Heparin Plus Aspirin Promotes Live Births in Women With Antiphospholipid Antibodies

Daniel M Keller, PhD

July 20, 2017

BERLIN, GERMANY — Aspirin in combination with heparin was superior to aspirin alone in promoting live births among women with antiphospholipid syndrome (APS) who had experienced repeated pregnancy loss, a systematic review and meta-analysis shows[1].

"This effect is driven by studies that investigated unfractionated heparin [UFH] and not low-molecular-weight heparin [LMWH]," medical student Mauritia Marijnen (Academic Medical Center, Amsterdam, the Netherlands) reported here at the International Society on Thrombosis and Haemostasis 2017 Congress.

She said her literature search of Embase and PubMed in March 2016 focused on publications of randomized controlled trials involving women with APS who had two or more pregnancy losses, which did not have to be consecutive. The women received low-dose aspirin (LDA) and/or LMWH or UHF vs LDA or placebo or no treatment. Live birth was the primary outcome.

The study was an update of a Cochrane Database Systematic Review by Empson and colleagues from 2005[2].

Marijnen identified 939 potential studies for inclusion. Screening out duplicates and eliminating inappropriate studies based on the title and abstract or study methodology left 10 studies that were included in the analysis. Studies were excluded if they did not meet the laboratory criteria of APS.

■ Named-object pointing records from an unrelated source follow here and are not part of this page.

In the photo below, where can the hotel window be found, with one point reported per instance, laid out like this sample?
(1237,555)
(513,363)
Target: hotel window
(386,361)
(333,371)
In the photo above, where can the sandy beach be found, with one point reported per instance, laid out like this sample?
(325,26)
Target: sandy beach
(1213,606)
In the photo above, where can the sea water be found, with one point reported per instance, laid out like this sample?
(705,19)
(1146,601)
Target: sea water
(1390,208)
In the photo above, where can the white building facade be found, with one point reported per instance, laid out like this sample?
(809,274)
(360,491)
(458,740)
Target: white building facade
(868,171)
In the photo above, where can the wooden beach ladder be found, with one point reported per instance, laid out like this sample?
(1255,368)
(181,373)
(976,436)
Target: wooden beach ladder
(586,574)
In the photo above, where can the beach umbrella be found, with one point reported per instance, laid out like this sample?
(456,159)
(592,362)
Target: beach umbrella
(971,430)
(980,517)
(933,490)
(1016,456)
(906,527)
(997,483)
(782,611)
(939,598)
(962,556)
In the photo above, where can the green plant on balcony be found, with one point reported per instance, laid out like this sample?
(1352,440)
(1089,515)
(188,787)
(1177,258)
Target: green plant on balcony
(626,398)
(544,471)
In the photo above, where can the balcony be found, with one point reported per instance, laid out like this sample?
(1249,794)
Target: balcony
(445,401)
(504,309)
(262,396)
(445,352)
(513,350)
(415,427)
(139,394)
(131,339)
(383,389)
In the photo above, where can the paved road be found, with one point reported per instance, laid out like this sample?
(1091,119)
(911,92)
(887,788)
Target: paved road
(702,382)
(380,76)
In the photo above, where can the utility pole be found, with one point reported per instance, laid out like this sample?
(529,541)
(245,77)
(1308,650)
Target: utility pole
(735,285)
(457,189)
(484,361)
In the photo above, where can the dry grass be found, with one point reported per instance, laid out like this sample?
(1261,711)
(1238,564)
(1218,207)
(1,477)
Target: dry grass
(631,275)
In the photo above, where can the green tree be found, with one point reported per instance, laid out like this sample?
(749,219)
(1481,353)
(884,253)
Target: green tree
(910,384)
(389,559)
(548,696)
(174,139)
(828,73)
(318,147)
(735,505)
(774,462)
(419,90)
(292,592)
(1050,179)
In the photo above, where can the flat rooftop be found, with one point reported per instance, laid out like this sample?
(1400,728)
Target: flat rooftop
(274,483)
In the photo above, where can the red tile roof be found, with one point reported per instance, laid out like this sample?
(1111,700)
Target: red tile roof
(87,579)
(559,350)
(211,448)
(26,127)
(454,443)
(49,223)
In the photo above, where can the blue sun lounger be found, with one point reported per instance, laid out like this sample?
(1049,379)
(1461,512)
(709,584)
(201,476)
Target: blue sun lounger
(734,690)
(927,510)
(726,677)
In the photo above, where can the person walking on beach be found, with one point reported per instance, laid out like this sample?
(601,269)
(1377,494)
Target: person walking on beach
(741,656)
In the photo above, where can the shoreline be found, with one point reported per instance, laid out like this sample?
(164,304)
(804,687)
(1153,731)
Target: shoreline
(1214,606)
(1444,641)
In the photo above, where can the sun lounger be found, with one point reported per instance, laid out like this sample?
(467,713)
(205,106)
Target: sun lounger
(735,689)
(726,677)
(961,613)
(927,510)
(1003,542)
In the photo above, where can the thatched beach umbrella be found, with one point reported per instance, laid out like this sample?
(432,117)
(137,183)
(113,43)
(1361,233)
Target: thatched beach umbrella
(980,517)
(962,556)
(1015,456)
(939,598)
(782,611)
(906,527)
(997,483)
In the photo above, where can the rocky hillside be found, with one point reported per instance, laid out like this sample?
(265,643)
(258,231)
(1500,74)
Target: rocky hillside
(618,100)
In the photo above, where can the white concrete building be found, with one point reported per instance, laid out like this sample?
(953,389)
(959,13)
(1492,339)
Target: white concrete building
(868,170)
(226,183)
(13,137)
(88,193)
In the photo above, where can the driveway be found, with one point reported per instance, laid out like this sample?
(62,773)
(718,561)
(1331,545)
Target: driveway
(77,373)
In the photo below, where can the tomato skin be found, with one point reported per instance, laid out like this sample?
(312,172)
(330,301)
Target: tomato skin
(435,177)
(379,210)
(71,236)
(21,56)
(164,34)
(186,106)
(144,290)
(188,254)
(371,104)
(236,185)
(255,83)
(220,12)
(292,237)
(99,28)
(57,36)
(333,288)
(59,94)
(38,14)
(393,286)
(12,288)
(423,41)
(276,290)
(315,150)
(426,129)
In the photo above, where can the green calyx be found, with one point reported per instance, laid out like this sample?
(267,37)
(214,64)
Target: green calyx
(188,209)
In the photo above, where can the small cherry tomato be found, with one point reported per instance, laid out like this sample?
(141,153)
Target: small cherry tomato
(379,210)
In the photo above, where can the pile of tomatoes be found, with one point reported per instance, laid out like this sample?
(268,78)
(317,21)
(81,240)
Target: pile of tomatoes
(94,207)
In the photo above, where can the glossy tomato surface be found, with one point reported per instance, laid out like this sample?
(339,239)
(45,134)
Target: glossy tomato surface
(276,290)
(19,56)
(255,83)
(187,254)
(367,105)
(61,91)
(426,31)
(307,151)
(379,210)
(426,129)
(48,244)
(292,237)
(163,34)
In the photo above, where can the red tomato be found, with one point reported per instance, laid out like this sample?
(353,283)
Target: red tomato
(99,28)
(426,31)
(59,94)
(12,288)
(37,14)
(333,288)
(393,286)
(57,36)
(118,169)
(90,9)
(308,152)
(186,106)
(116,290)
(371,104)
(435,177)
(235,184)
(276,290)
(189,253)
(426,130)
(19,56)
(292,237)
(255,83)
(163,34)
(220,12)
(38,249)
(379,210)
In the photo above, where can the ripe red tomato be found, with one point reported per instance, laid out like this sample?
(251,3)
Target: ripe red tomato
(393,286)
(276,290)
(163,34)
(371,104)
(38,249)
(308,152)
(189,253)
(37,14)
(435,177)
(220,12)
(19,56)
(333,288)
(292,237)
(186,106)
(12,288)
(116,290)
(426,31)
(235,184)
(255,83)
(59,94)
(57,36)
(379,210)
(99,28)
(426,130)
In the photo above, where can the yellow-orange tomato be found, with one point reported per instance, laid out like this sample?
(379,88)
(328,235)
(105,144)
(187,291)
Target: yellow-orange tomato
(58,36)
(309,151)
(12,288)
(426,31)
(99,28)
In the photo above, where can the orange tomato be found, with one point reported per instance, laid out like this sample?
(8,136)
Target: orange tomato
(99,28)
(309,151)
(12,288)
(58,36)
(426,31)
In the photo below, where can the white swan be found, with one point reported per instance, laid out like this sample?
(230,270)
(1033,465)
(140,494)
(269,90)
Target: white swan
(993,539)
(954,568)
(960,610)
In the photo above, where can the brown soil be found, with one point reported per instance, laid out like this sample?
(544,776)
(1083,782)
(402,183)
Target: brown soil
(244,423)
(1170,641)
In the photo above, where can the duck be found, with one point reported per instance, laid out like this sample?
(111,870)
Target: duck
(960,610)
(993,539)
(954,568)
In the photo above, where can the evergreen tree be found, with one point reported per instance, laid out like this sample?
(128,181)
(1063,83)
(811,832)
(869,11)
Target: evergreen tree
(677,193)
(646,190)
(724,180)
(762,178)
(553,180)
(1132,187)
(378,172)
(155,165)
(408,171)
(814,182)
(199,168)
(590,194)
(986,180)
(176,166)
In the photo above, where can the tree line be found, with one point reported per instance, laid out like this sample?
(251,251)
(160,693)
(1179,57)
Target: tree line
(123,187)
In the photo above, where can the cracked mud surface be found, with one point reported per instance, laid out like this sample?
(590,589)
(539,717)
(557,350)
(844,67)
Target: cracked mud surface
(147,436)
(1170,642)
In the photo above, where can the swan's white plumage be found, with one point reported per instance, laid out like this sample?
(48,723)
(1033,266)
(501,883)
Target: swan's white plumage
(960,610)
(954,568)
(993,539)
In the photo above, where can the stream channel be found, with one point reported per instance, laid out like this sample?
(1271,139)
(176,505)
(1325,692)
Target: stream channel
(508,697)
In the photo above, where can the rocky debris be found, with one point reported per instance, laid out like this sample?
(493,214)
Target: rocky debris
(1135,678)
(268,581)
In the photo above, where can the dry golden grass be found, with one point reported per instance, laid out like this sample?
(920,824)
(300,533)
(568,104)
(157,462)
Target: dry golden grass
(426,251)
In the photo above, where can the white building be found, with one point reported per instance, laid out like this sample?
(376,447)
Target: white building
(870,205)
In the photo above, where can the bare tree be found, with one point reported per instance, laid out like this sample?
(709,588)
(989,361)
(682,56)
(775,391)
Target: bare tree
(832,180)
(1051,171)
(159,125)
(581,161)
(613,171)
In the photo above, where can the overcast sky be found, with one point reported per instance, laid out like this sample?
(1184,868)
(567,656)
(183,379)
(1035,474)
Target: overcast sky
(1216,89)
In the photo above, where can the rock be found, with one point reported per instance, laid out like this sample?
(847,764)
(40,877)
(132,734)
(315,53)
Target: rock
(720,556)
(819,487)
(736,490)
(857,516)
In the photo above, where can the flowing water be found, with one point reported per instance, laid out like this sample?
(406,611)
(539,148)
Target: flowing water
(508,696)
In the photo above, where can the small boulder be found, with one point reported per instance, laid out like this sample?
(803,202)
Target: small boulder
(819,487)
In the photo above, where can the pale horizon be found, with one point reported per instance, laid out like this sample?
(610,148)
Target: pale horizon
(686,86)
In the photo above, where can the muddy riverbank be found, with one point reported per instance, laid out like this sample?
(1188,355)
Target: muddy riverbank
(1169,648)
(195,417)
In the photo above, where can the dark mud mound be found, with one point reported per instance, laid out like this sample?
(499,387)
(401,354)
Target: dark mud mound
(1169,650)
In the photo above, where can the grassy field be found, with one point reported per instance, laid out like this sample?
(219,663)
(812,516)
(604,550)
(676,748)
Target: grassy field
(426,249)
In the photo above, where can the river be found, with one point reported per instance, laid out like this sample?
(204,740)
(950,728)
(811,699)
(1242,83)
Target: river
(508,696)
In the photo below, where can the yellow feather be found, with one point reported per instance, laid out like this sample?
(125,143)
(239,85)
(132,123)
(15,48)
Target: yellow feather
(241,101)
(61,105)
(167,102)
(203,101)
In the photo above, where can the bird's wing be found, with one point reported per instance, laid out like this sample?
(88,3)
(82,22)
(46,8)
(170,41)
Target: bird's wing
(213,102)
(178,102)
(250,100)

Eight of the studies lacked blinding of participants or personnel (potential performance bias), two studies each lacked random sequence generation or concealment of allocation (selection bias), and some studies may have been affected by attrition bias, reporting bias, or other sources of bias.

LDA alone had no significant effect on live birth compared with placebo.

Five studies compared either form of heparin plus LDA with LDA alone. When data from all five studies were combined, the likelihood of a live birth was 2.5-fold higher if heparin was used (odds ratio [OR] 2.51; 95% CI 1.48–4.25, P<0.001).

When UFH was added to LDA (three studies), the OR for live birth ranged from 3.37 to 5.09. When data from the studies were combined, the OR was 3.75 (95% CI 2.04–6.90, P<0.001, test for overall effect), showing a significant benefit on live birth by adding UFH. 

Conversely, combining LMWH with LDA (two studies) had no effect on the likelihood of live birth; that is, the ORs were not significantly different from 1 for the studies alone or when the data were combined.

Marijnen said her analysis was limited by size, no universal reporting of adverse effects in the original studies under consideration, different doses of aspirin and heparin used, and outdated studies. She advised that "there is an urgent need for a rigorous randomized controlled trial, in particular on the use of LMWH."

Dr Shannon Bates (McMaster University, Hamilton, ON) said that with this meta-analysis of both older and more recent studies, the question today remains whether to treat women who have antiphospholipid antibodies and recurrent pregnancy loss with aspirin and UFH or with aspirin and LMWH. UFH is an older drug with more side effects. "That's a debate that's raged back and forth," she told theheart.org | Medscape Cardiology.

"It looks like the benefit really lies with aspirin and unfractionated heparin, the older drugs. There's still a recommendation for the newer drug because there are other data that weren't captured in this analysis that suggest that LMWH and aspirin might be of just as much benefit," she said, "but it certainly doesn't take away from the take-home message that we definitely need more studies in this patient population to make sure that we're actually providing benefit to patients when prescribed certain interventions."

Bates pointed out that in the older studies using UFH, the women appeared at higher risk for miscarriage, so in the aspirin-only arm very few of them had successful pregnancies vs later studies comparing aspirin with LMWH, where the likelihood of a successful pregnancy was much higher in the aspirin-alone arms than in the earlier studies.

"So it suggests that when we're comparing the older and newer studies we're not actually comparing the same patient populations, and what we may actually find with the study, which would be really informative, is the way we currently define this population," Bates said. "Maybe neither combination is providing us with benefit, which is also what we need to consider and which makes it doubly important to do the study."

"People think it's not ethical to include pregnant women in studies, but what's not ethical is subjecting them to interventions that we're not really sure of the benefit, and we won't know until we do the right studies," she advised.

There was no outside funding of this study. Marijnen and Bates had no relevant financial relationships.